It’s official: 2023 was the hottest year on record, according to the planet’s top five meteorological organizations, with the global average temperature coming in at just a hair under 1.5°C (2.7°F) above the pre-industrial average, beating the previous record holders of 2016 and 2020 by a wide margin. This development puts the 1.5°C lower limit set out in the 2015 Paris Agreement—along with the many other climate targets made by individual countries—in severe jeopardy.

Although each of their methodologies and datasets are collected and developed independently, the five major meteorological organizations—the EU’s Copernicus Climate Change Service (C3S), the UK’s Met Office, the National Aeronautics and Space Administration (NASA)National Oceanic and Atmospheric Administration (NOAA) and the World Meteorological Organization (WMO)—all agree that 2023 was the hottest year on record, handily beating 2016 and 2020, both now tied for the second-highest global average temperature on record, by nearly a full fifth of a degree Celsius (0.45°F), the largest year-over-year increase seen in the modern era.

According to the Copernicus CCS, the global average temperature in 2023 came in at 1.48°C (2.66°F) above the 1850-1900 pre-industrial average, and 0.6°C (°F) above the 1991-2020 average, far too close to the 1.5°C preferred limit set out in the Paris Climate Agreement for comfort; it was originally estimated that worldwide carbon emissions would need to be cut by 30 percent by 2030—a mere six years from now—to maintain this target.

For reference, the 2016/2020 record was 1.30°C (2.34°F) above the pre-industrial global average, according to Copernicus’ measurements.

Copernicus also noted that 2023 was “the first time on record that every day within a year has exceeded 1°C above the 1850-1900 pre-industrial level,” with nearly half of those days “more than 1.5°C warmer than the 1850-1900 level,” with “two days in November… for the first time, more than 2°C [3.6°F] warmer.”

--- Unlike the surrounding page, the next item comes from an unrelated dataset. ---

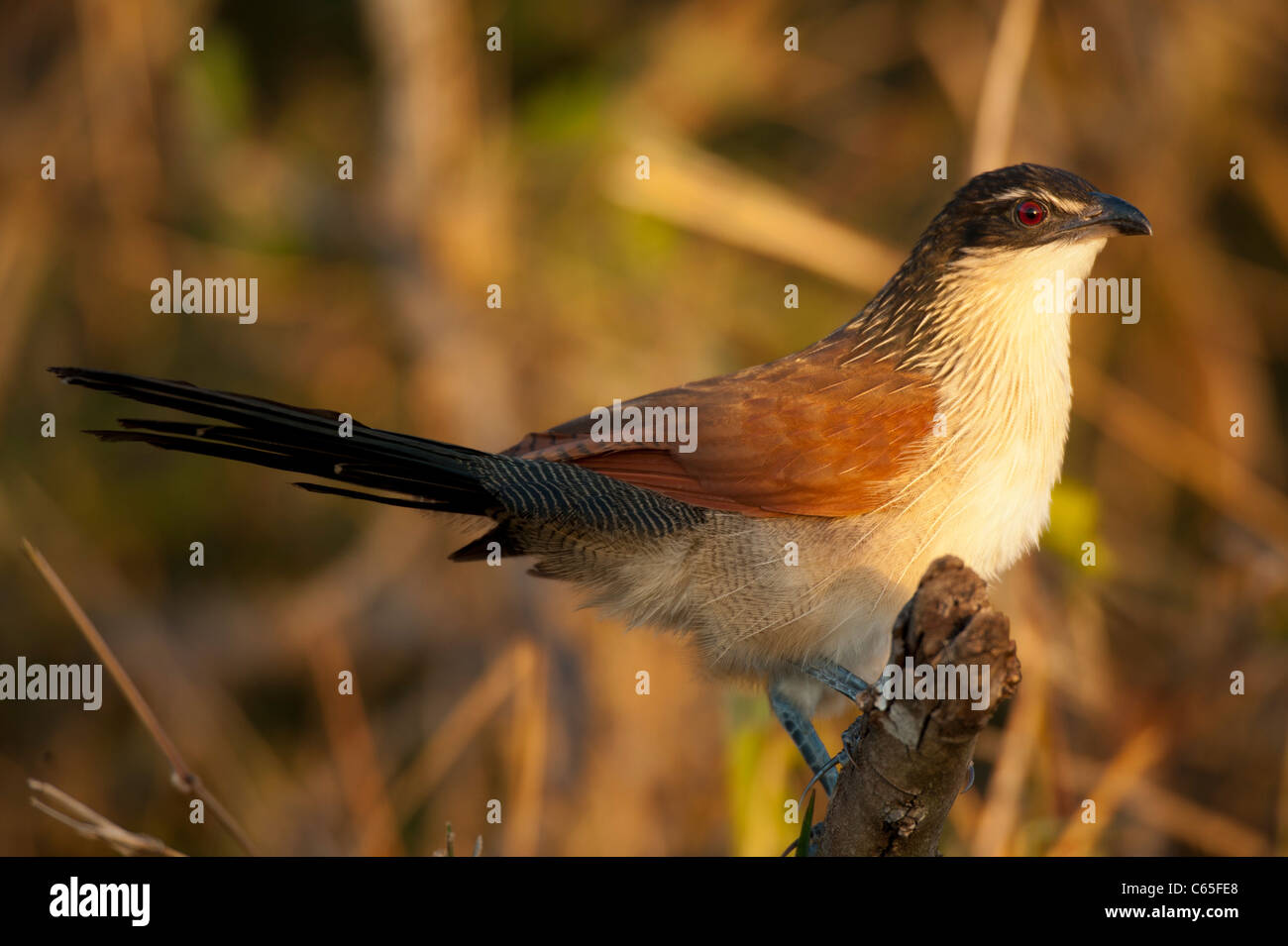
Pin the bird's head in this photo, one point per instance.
(974, 269)
(1026, 206)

Although the southern hemisphere is estimated to have seen 0.1°C (0.18°F) in cooling from the water blasted into the atmosphere by the January 2022 eruption of the Hunga Tonga–Hunga Haʻapai underwater volcano, 2023 bore witness to a steady parade of temperature records being broken via multiple heat wave events that occurred around the globe.

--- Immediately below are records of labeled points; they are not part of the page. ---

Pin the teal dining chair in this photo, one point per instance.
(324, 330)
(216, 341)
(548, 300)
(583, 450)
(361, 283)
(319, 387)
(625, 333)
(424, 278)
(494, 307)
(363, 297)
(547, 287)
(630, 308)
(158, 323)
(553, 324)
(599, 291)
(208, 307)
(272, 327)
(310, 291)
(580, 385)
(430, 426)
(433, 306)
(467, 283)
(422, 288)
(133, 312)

With a temperature boost from the onset of El Niño conditions in the equatorial Pacific, sea surface temperatures also saw record-high levels between April and December 2203, with marine heat waves being experienced around the globe, including events “in parts of the Mediterranean, Gulf of Mexico and the Caribbean, Indian Ocean and North Pacific, and much of the North Atlantic,” according to the Copernicus press release.

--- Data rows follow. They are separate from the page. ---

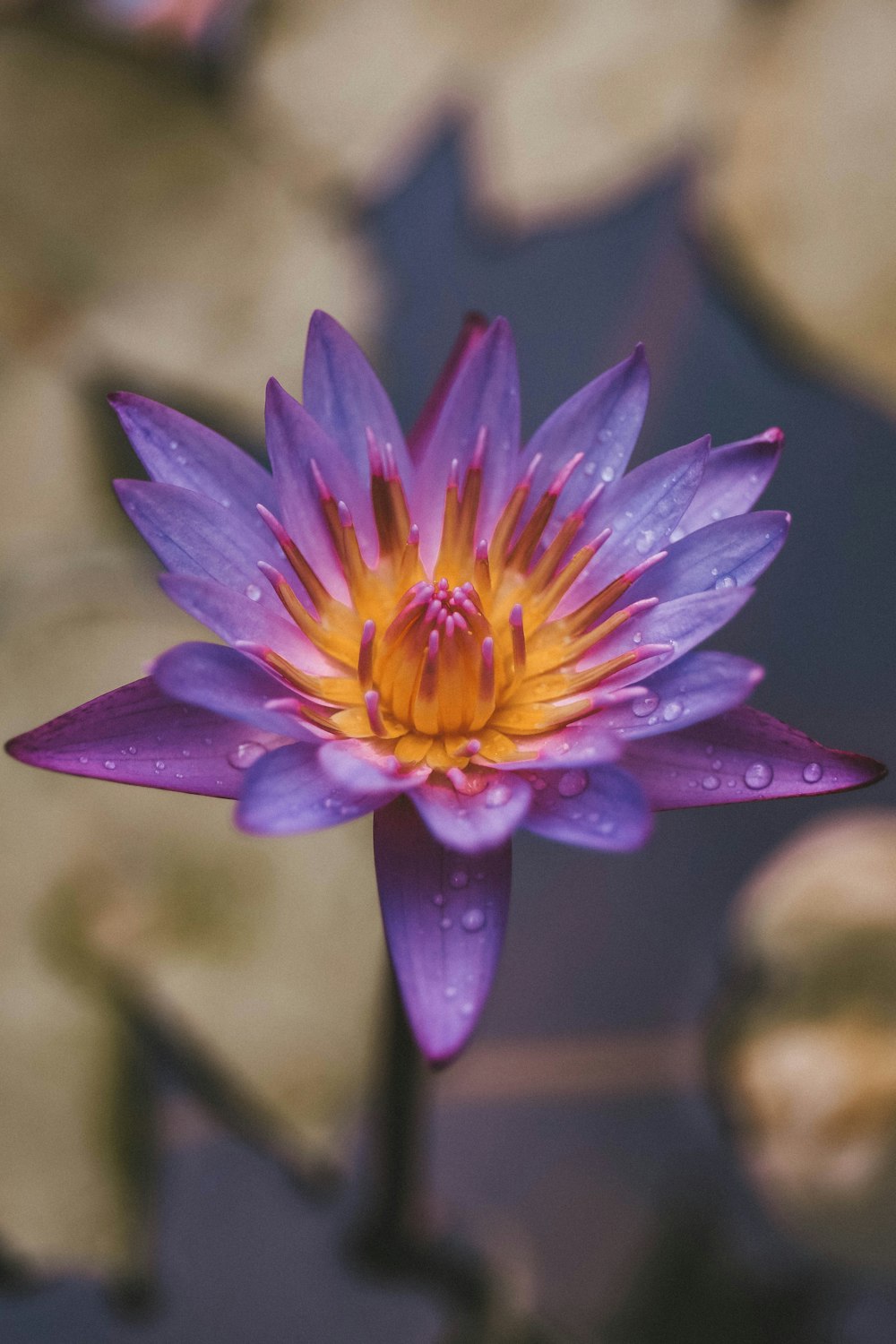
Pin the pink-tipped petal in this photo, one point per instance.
(742, 755)
(179, 451)
(239, 620)
(600, 808)
(346, 397)
(734, 478)
(140, 736)
(445, 916)
(289, 793)
(473, 822)
(194, 535)
(485, 394)
(228, 683)
(471, 332)
(697, 687)
(602, 422)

Additionally, the sea ice extent around Antarctica also saw record lows, with the ice’s summer retreat reaching its lowest point on record in February, reaching only 33 percent of its average extent for that time of year.

“The extremes we have observed over the last few months provide a dramatic testimony of how far we now are from the climate in which our civilisation developed,” remarked Carlo Buontempo, the Director of the Copernicus Climate Change Service. “This has profound consequences for the Paris Agreement and all human endeavours. If we want to successfully manage our climate risk portfolio, we need to urgently decarbonise our economy whilst using climate data and knowledge to prepare for the future.”

Last year’s temperature extremes were severe enough for all five of the aforementioned climate service organizations to predict in September 2023 that that year would be a global record-breaker; the following November renowned climatologist and climate activist Dr. James Hansen warned that the pace of global warming was accelerating, declaring that “the 1.5-degree limit is deader than a doornail,” and that the Paris Agreement’s long-term “two-degree limit can be rescued, only with the help of purposeful actions,” such as CO2 emission reductions and large-scale carbon capture efforts.

“Humanity’s actions are scorching the earth. 2023 was a mere preview of the catastrophic future that awaits if we don’t act now,” warned UN Secretary-General António Guterres in a WMO press release. “We must respond to record-breaking temperature rises with path-breaking action.”

“We can still avoid the worst of climate catastrophe,” Guterres continued. “But only if we act now with the ambition required to limit the rise in global temperature to 1.5 degrees Celsius and deliver climate justice.”